New Brunswick Social Policy Research Network

Byrne Report Revisited 50 Years After Release


Fifty years ago, on Nov. 4, 1963, a report was tabled in the provincial legislature that would fundamentally change New Brunswick and set it on a course that continues to evolve today.
The report of the Royal Commission on Finance and Municipal Taxation, chaired by Edward Byrne, resulted in a radical restructuring of the local and provincial governments in New Brunswick.

The University of New Brunswick’s Urban and Community Studies Institute marked the 50th anniversary of the Byrne Commission report with a one-day symposium in Fredericton yesterday, Chris Morris, C3.

Marquis said that today, New Brunswick seems caught in the grip of political inertia with politicians wary of making major change. But in the 1960s, when the late Louis Robichaud was premier, there was a much greater willingness to plunge ahead with the radical reforms the province needed.

Marquis said that in the early 1960s, when Robichaud first came to power in New Brunswick, the young premier was struck by the inequities and the poverty that existed under the old county government system.

When the Byrne Commission was established in 1962, three New Brunswick counties hovered on the brink of bankruptcy. Responsibility for social services, education, health care and legal services was shared between the county, city and town authorities with little organization.

Marquis said the Byrne Commission proposed a shift toward provincial authority over education, justice, public health and welfare.
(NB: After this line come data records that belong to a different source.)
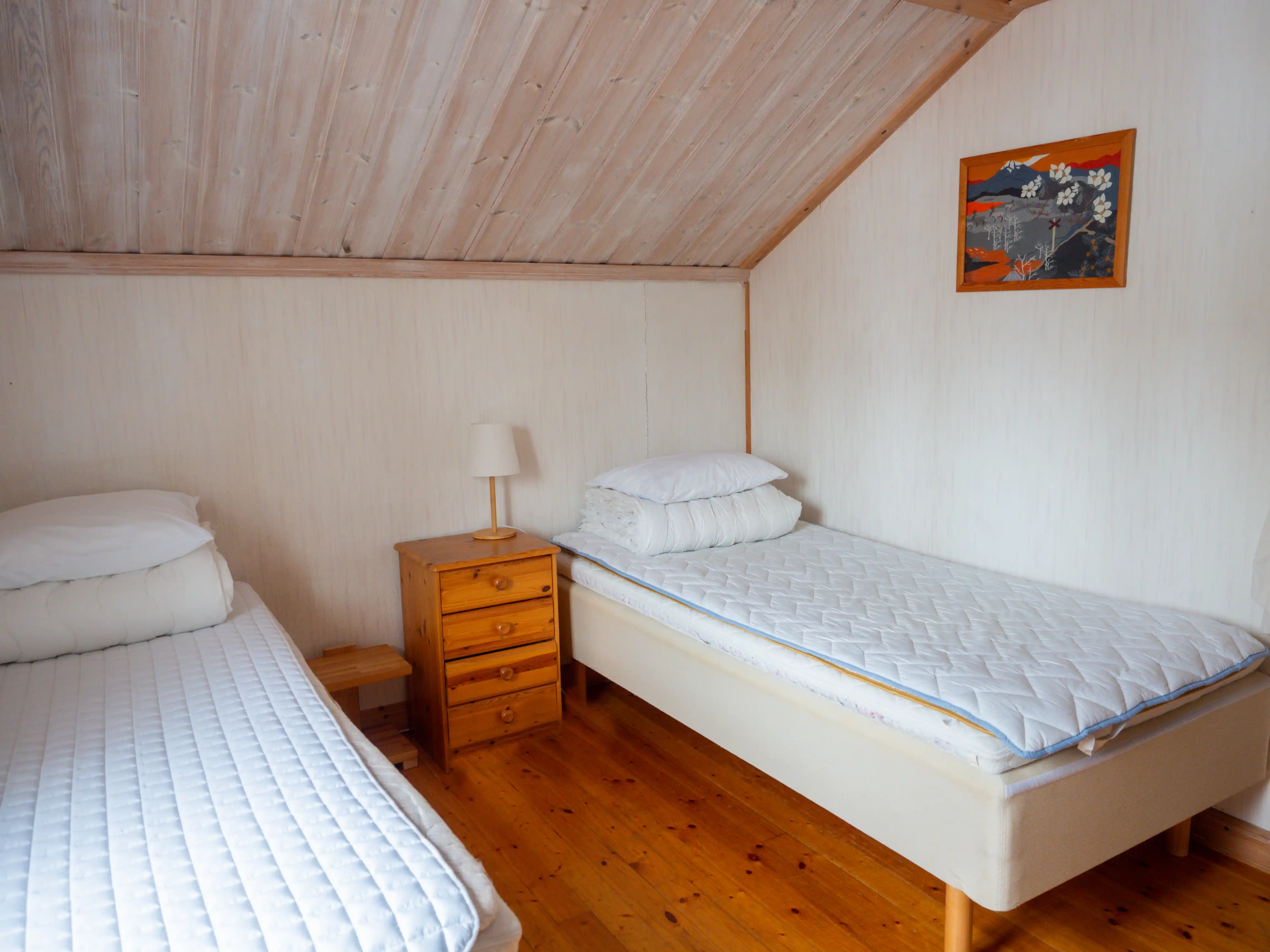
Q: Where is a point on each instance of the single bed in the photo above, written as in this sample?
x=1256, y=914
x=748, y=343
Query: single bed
x=1001, y=803
x=202, y=791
It also provided for equalization grants to municipalities that could not afford to provide a standard level of service.

The Byrne recommendations led to the sweeping reforms of Robichaud’s program of equal opportunity that were designed to even out living standards across the province, and centralize such services as health and education under the provincial government.

‘We can’t sit around waiting for a God-given miracle to end the inequalities which are contributing to the waste of our most treasured possession – our people,’ Robichaud said at the time.